Malicious code exploiting recent VMware bug publicly available, company warns
VMware updated an advisory on Tuesday warning that malicious code exploiting CVE-2022-31656 and CVE-2022-31659 is now publicly available.
The Cybersecurity and Infrastructure Security Agency published its own warning last week about the issues — which affect VMware’s Workspace ONE Access, Access Connector, Identity Manager, Identity Manager Connector, and vRealize Automation.
One of the security researchers who discovered the issue, Petrus Viet, said he would publish the exploit code this week and did in a Medium post on Tuesday.
In a release from VMware, the company said the vulnerabilities had CVSS scores ranging from 4.7 to 9.8 — a CVSS score of 10 is used for the most critical vulnerabilities.
VMware updated the advisory on Tuesday to note that the exploit code is now public. In a statement to The Record, VMware urged its customers to apply the patches for the critical severity Authentication Bypass vulnerability and other less-severe vulnerabilities.
Claire Tills, senior research engineer at Tenable, said now that there is a publicly available proof-of-concept code, exploitation of this vulnerability becomes much more likely.
“Attackers prefer to leverage these sorts of public exploits just for the simplicity and ease of adoption, particularly with vulnerabilities that can be chained to achieve full system compromise,” Tills said.
She added that Viet’s technical breakdown shows how similar CVE-2022-31656 is to CVE-2022-22972, another VMware vulnerability the company patched in May.
“The new PoC just skips over the filter put in place to address CVE-2022-22972,” Tills added.

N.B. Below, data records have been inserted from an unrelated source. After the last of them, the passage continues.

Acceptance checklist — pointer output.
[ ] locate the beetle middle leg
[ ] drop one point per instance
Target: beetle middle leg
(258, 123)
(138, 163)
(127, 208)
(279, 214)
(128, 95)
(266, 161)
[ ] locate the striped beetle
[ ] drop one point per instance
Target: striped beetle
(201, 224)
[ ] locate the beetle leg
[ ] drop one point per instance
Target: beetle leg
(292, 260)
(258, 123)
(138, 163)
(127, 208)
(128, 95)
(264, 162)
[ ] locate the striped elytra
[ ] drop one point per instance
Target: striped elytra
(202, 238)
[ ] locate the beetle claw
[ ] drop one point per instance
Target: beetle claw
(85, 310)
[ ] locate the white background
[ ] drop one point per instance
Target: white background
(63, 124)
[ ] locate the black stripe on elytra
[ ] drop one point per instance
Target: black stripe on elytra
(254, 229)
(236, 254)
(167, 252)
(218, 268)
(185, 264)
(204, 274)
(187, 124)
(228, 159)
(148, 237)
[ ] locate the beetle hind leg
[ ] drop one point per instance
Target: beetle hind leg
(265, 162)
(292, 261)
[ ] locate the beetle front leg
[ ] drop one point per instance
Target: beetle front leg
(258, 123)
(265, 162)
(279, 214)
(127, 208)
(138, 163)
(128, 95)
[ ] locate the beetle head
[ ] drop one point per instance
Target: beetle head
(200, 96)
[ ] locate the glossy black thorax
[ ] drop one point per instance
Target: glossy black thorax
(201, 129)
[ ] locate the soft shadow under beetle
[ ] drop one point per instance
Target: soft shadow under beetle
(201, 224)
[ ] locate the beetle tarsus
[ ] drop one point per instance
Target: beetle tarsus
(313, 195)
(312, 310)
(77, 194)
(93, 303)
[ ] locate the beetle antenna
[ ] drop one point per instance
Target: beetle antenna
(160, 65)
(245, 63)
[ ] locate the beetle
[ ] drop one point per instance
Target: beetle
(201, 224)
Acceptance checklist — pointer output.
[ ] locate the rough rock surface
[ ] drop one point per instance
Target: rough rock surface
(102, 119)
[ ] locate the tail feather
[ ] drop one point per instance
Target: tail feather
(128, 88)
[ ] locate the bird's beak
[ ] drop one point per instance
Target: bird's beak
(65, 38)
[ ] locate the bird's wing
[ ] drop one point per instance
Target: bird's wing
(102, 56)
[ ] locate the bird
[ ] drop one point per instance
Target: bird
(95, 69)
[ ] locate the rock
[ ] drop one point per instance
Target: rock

In May, CISA noted that they expected hackers to “quickly develop a capability to exploit CVE-2022-22972 and CVE-2022-22973” in VMware Workspace ONE Access (Access), VMware Identity Manager (vIDM), VMware vRealize Automation (vRA), VMware Cloud Foundation, and vRealize Suite Lifecycle Manager.
Threat actors were chaining multiple VMware vulnerabilities together during attacks, according to third party reports sent to CISA.